Conus buniatus

Scientific classification
- Kingdom: Animalia
- Phylum: Mollusca
- Class: Gastropoda
- Subclass: Caenogastropoda
- Order: Neogastropoda
- Superfamily: Conoidea
- Family: Conidae
- Genus: Conus
- Species: C. buniatus
- Binomial name: Conus buniatus (Bozzetti, 2013)
- Synonyms: Conus (Strategoconus) buniatus (Bozzetti, 2013) accepted, alternate representation; Rolaniconus buniatus Bozzetti, 2013;

= Conus buniatus =

- Authority: (Bozzetti, 2013)
- Synonyms: Conus (Strategoconus) buniatus (Bozzetti, 2013) accepted, alternate representation, Rolaniconus buniatus Bozzetti, 2013

Species of sea snail

Conus buniatus is a species of sea snail, a marine gastropod mollusk in the family Conidae, the cone snails, cone shells or cones.

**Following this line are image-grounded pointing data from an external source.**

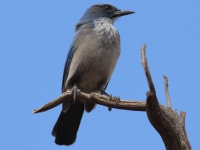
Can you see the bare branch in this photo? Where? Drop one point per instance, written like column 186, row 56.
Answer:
column 167, row 91
column 95, row 98
column 146, row 69
column 164, row 119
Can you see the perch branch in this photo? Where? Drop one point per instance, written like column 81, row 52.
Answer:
column 95, row 98
column 164, row 119
column 167, row 91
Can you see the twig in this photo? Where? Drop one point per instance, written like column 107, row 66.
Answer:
column 167, row 91
column 95, row 98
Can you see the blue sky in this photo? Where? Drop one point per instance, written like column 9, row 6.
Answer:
column 34, row 40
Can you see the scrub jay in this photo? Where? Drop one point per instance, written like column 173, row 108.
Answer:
column 90, row 62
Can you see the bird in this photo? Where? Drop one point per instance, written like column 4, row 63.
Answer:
column 90, row 62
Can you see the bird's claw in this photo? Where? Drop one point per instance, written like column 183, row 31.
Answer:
column 75, row 92
column 115, row 99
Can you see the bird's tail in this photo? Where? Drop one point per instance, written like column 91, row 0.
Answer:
column 67, row 125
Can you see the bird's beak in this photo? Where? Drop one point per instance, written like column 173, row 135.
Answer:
column 120, row 13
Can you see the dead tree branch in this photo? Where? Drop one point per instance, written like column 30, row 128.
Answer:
column 166, row 121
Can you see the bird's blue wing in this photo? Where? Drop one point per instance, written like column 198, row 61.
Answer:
column 67, row 65
column 70, row 55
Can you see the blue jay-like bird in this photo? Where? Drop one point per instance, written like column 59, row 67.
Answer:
column 90, row 62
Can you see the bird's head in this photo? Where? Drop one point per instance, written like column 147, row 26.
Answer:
column 103, row 10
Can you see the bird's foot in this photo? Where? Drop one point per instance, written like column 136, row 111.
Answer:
column 115, row 99
column 75, row 92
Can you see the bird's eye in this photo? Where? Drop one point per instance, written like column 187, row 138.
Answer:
column 107, row 7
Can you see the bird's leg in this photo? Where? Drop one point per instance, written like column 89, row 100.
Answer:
column 115, row 98
column 104, row 93
column 75, row 92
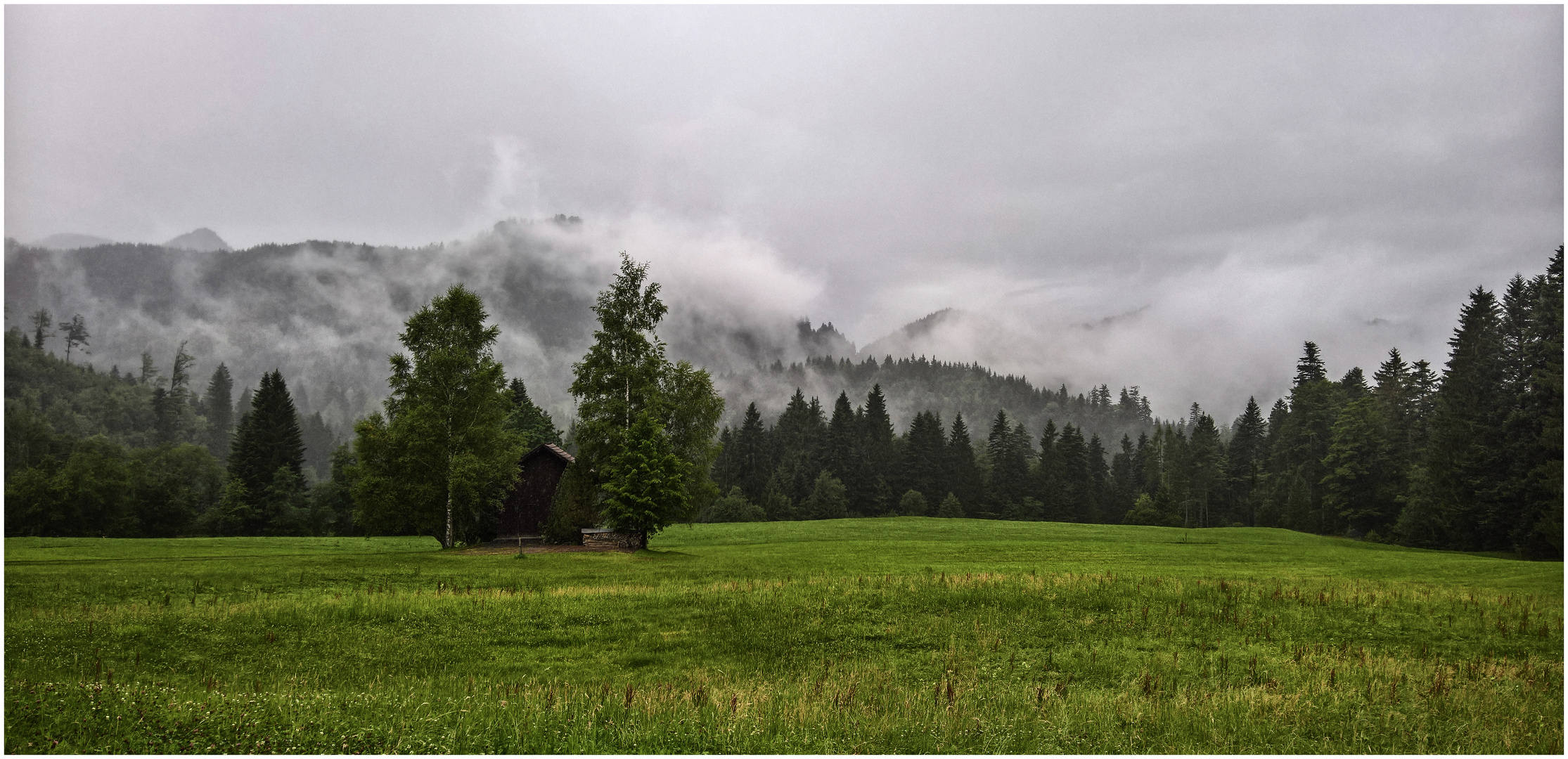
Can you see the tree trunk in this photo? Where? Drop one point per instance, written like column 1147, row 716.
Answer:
column 449, row 512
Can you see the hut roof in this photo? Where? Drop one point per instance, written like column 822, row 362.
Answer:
column 553, row 449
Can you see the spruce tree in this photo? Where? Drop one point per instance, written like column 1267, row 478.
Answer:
column 1245, row 458
column 752, row 455
column 1206, row 458
column 265, row 443
column 439, row 462
column 1123, row 480
column 1361, row 482
column 1467, row 453
column 882, row 457
column 963, row 472
column 924, row 457
column 1538, row 532
column 219, row 402
column 1098, row 480
column 1046, row 486
column 1076, row 493
column 43, row 320
column 648, row 490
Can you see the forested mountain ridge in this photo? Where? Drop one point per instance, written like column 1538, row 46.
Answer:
column 1468, row 460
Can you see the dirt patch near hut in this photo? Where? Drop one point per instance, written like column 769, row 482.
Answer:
column 493, row 550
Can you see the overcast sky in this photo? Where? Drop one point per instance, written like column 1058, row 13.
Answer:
column 1206, row 186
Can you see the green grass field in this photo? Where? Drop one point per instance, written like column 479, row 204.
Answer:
column 869, row 635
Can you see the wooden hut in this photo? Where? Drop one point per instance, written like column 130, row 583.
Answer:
column 527, row 507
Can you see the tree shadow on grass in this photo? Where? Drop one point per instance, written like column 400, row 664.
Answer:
column 660, row 554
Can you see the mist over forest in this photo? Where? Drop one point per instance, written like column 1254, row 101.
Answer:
column 326, row 314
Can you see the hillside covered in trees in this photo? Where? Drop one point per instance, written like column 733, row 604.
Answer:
column 1462, row 458
column 1468, row 460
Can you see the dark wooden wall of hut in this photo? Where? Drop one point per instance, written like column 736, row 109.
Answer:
column 527, row 509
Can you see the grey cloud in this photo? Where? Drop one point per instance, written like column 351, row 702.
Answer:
column 1032, row 167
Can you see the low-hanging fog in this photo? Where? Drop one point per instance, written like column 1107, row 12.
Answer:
column 1170, row 198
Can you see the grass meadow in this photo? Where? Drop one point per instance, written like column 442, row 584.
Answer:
column 855, row 635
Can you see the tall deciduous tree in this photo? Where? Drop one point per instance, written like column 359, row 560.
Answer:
column 623, row 378
column 441, row 458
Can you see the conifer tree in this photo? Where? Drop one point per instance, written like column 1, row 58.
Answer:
column 1098, row 476
column 1206, row 458
column 1123, row 480
column 1465, row 457
column 1048, row 474
column 527, row 421
column 1361, row 482
column 441, row 458
column 265, row 443
column 219, row 402
column 1073, row 457
column 76, row 335
column 882, row 457
column 963, row 472
column 752, row 457
column 924, row 457
column 1245, row 458
column 43, row 320
column 648, row 486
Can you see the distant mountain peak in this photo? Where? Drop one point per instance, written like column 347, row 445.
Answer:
column 200, row 240
column 71, row 240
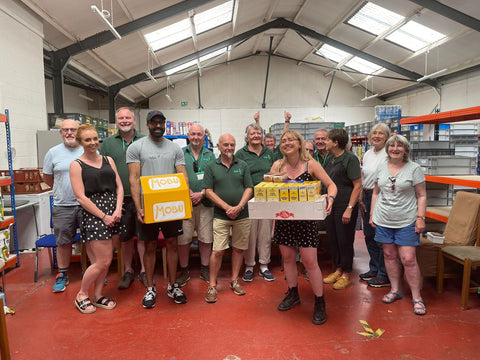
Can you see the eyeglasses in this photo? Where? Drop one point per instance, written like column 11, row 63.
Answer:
column 284, row 141
column 392, row 182
column 66, row 130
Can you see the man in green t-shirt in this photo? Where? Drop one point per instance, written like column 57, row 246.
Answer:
column 196, row 159
column 229, row 186
column 116, row 147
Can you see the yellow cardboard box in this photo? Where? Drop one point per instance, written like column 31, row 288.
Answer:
column 165, row 198
column 260, row 192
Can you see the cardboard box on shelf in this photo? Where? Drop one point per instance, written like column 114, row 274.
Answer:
column 165, row 198
column 295, row 210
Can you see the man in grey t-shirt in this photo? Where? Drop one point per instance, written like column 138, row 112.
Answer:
column 155, row 155
column 66, row 212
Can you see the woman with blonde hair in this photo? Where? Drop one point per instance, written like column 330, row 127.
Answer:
column 290, row 234
column 99, row 191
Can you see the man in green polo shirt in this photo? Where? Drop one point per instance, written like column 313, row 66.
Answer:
column 196, row 159
column 116, row 147
column 229, row 186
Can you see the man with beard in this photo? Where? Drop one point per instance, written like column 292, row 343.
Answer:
column 155, row 155
column 116, row 147
column 229, row 186
column 66, row 211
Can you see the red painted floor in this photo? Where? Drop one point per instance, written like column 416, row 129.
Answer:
column 48, row 326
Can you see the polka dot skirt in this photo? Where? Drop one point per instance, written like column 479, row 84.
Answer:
column 93, row 228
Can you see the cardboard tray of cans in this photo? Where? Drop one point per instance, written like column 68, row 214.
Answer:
column 292, row 210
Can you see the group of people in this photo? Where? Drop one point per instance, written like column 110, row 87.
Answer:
column 100, row 191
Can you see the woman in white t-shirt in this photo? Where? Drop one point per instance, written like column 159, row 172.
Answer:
column 399, row 202
column 376, row 276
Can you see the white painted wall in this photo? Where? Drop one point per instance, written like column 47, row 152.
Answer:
column 22, row 87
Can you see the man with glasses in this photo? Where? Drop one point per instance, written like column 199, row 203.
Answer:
column 196, row 159
column 155, row 155
column 116, row 147
column 66, row 211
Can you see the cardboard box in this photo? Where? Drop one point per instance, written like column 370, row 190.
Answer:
column 296, row 210
column 165, row 198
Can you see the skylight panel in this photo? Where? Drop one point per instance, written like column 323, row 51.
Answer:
column 181, row 30
column 332, row 53
column 415, row 36
column 362, row 65
column 194, row 62
column 169, row 35
column 374, row 19
column 214, row 17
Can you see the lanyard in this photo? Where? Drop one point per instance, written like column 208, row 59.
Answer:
column 199, row 163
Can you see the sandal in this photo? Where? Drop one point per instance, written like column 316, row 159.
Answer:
column 103, row 303
column 419, row 307
column 83, row 305
column 391, row 297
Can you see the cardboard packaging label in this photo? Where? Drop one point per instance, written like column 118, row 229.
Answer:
column 165, row 198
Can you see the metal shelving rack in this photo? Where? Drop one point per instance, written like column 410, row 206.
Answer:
column 4, row 118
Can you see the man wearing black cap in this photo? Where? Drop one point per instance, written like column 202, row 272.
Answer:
column 154, row 155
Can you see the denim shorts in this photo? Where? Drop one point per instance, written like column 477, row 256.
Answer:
column 403, row 236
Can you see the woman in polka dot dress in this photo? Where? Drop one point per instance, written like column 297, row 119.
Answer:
column 99, row 191
column 289, row 234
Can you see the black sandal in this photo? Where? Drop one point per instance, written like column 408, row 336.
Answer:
column 83, row 305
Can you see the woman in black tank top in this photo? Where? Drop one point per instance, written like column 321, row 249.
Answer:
column 289, row 234
column 99, row 191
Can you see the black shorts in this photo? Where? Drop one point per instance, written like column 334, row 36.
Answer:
column 129, row 219
column 147, row 232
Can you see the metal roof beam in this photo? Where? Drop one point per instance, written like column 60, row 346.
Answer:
column 450, row 13
column 278, row 23
column 106, row 36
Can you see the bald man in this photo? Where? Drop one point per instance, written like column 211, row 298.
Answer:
column 196, row 159
column 229, row 186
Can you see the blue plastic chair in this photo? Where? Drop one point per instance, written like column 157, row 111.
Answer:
column 49, row 241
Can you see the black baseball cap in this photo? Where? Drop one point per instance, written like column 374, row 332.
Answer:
column 154, row 113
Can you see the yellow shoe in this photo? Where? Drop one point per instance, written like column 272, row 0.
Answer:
column 333, row 277
column 342, row 283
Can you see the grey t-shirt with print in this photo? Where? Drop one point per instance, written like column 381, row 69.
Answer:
column 396, row 205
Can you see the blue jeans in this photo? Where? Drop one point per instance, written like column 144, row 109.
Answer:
column 377, row 263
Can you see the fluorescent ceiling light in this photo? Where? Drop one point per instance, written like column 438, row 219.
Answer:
column 181, row 30
column 374, row 19
column 432, row 75
column 369, row 97
column 109, row 25
column 149, row 74
column 193, row 62
column 415, row 36
column 86, row 97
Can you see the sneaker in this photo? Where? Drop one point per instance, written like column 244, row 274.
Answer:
column 61, row 282
column 183, row 278
column 126, row 280
column 376, row 282
column 332, row 278
column 248, row 276
column 237, row 288
column 149, row 299
column 176, row 294
column 211, row 296
column 267, row 275
column 143, row 278
column 367, row 276
column 205, row 274
column 342, row 283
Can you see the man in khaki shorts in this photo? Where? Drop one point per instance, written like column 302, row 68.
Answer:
column 229, row 186
column 196, row 159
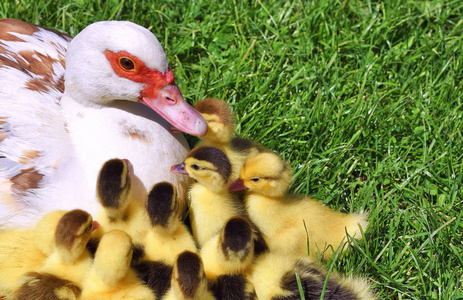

These snails are predatory and venomous. They are capable of stinging humans.

The status of Conus buniatus is unaccepted, its accepted name is Conus varius Linnaeus.

==Description==

When fully matured, the size of the shell attains 15 mm.
==Distribution==
This marine species is found off Southern Madagascar.